By Gwynne Dyer
When Admiral Mike Mullen, chairman of the Joint Chiefs of Staff and the highest-ranking American officer, was asked recently on NBC’s Meet The Press whether the United States has a military plan for an attack on Iran, he replied simply: “We do.”
General staffs are supposed to plan for even the most unlikely future contingencies. Right down to the 1930s, for example, the United States maintained and annually updated plans for the invasion of Canada—and the Canadian military made plans to preempt the invasion. But what the planning process will have revealed, in this case, is that there is no way for the United States to win a non-nuclear war with Iran.
The U.S. could “win” by dropping hundreds of nuclear weapons on Iran’s military bases, nuclear facilities and industrial centres (i.e. cities) and killing five to 10 million people, but short of that, nothing works. On this we have the word of Richard Clarke, counter-terrorism adviser in the White House under three administrations.
In the early 1990s, Clarke revealed in an interview with the New York Times four years ago, the Clinton administration had seriously considered a bombing campaign against Iran, but the military professionals told them not to do it.
“After a long debate, the highest levels of the military could not forecast a way in which things would end favourably for the United States,” he said. The Pentagon’s planners have war-gamed an attack on Iran several times in the past 15 years, and they just can’t make it come out as a U.S. victory.
It’s not the fear of Iranian nuclear weapons that makes the U.S. Joint Chiefs of Staff so reluctant to get involved in a war with Iran. Those weapons don't exist, and the whole justification for the war would be to make sure that they never do.
The problem is that there’s nothing the U.S. can do to Iran, short of nuking the place, that would really force Tehran to kneel and beg for mercy. It can bomb Iran’s nuclear sites and military installations to its heart’s content, but everything it destroys can be rebuilt in a few years. And there is no way that the United States could actually invade Iran.
There are some 80 million people in Iran, and although many of them don’t like the present regime they are almost all fervent patriots who would resist a foreign invasion. Iran is a mountainous country, and very big: four times the size of Iraq. The Iranian army currently numbers about 450,000 men, slightly smaller than the U.S. Army—but unlike the U.S. Army, it does not have its troops scattered across literally dozens of countries.
If the White House were to propose anything larger than minor military incursions along Iran’s south coast, senior American generals would resign in protest. Without the option of a land war, the only lever the United States would have on Iranian policy is the threat of yet more bombs—but if they aren’t nuclear, then they aren’t very persuasive. Whereas Iran would have lots of options for bringing pressure on the United States.

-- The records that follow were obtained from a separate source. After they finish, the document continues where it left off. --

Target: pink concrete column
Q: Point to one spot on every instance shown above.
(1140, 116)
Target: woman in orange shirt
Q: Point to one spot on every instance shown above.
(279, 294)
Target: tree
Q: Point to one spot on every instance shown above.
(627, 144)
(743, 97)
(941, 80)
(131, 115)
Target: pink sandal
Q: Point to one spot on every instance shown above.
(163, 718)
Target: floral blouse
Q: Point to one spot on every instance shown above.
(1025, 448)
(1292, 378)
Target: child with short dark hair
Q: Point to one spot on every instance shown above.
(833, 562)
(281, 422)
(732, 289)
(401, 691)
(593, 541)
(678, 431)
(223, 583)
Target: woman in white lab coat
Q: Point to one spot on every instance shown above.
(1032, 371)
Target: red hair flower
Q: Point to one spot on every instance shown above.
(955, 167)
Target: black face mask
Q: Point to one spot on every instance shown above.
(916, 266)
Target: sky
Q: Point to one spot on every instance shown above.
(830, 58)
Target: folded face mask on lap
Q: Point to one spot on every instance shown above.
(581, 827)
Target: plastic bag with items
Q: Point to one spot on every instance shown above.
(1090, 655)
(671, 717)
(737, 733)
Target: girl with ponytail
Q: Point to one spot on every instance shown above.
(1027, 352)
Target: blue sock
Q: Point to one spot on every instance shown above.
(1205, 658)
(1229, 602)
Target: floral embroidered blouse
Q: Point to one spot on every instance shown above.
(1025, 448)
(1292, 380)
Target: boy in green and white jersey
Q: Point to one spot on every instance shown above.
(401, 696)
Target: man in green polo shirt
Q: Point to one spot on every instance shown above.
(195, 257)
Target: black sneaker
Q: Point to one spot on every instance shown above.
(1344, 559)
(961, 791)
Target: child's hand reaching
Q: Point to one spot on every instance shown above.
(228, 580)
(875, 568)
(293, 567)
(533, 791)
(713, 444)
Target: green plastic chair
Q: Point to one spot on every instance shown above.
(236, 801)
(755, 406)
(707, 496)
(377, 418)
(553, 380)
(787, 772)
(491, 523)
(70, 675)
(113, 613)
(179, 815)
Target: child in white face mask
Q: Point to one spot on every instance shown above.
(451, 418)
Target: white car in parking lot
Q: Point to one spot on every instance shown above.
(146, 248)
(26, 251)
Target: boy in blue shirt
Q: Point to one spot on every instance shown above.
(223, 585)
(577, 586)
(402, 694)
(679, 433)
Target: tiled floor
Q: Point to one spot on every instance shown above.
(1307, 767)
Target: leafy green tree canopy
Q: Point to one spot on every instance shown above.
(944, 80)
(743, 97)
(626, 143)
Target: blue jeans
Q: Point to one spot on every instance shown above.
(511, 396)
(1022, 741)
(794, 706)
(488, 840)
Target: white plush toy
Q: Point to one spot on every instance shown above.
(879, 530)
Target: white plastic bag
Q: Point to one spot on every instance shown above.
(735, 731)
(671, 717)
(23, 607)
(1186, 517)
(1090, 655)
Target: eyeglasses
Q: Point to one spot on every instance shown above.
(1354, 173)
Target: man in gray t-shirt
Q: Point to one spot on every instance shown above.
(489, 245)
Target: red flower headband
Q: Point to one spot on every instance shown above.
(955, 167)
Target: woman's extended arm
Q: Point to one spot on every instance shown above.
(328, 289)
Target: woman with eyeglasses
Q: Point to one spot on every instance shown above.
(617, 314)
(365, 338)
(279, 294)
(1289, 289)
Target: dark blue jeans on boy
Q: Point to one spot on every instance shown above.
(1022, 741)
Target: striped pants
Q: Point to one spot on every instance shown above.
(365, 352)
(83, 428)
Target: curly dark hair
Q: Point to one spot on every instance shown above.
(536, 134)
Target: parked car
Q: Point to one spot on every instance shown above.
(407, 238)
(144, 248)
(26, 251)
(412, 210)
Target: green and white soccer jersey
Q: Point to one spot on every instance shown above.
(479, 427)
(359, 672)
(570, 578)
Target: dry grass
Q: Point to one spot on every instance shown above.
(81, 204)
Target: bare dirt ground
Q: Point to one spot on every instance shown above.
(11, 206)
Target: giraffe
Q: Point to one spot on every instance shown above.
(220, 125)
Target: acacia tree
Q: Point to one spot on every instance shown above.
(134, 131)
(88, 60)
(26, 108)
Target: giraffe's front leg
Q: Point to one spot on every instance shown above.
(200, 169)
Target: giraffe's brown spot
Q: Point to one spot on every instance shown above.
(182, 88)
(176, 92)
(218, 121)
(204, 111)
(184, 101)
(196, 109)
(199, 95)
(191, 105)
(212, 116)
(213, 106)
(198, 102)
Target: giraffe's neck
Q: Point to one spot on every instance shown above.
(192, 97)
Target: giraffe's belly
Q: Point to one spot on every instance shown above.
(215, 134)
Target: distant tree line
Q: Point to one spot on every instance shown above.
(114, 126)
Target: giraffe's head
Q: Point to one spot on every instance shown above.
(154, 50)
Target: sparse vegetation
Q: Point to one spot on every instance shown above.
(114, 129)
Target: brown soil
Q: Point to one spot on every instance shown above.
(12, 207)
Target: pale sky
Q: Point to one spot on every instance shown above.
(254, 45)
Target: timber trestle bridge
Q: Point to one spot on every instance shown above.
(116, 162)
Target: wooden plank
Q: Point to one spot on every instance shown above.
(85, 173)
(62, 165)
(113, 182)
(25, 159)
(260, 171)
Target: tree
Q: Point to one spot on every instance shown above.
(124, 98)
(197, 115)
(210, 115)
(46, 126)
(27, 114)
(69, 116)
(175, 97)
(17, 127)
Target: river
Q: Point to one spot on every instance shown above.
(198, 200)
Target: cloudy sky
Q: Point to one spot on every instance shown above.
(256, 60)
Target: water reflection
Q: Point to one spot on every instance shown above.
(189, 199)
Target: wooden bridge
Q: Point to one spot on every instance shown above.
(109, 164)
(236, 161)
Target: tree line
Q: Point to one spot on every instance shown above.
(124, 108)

Just stopping Iran’s own oil exports would drive the oil price sky-high in a tight market: Iran accounts for around seven percent of internationally traded oil. But it could also block another 40 percent of global oil exports just by sinking tankers coming from Iraq, Saudi Arabia, and the other Arab Gulf states with its lethal Noor anti-ship missiles.
The Noor anti-ship missile is a locally built version of the Chinese YJ-82. It has a 200-km range, enough to cover all the major choke points in the Gulf. It flies at twice the speed of sound just metres above the sea’s surface, and it has a tiny radar profile. Its single-shot kill probability has been put as high as 98 percent.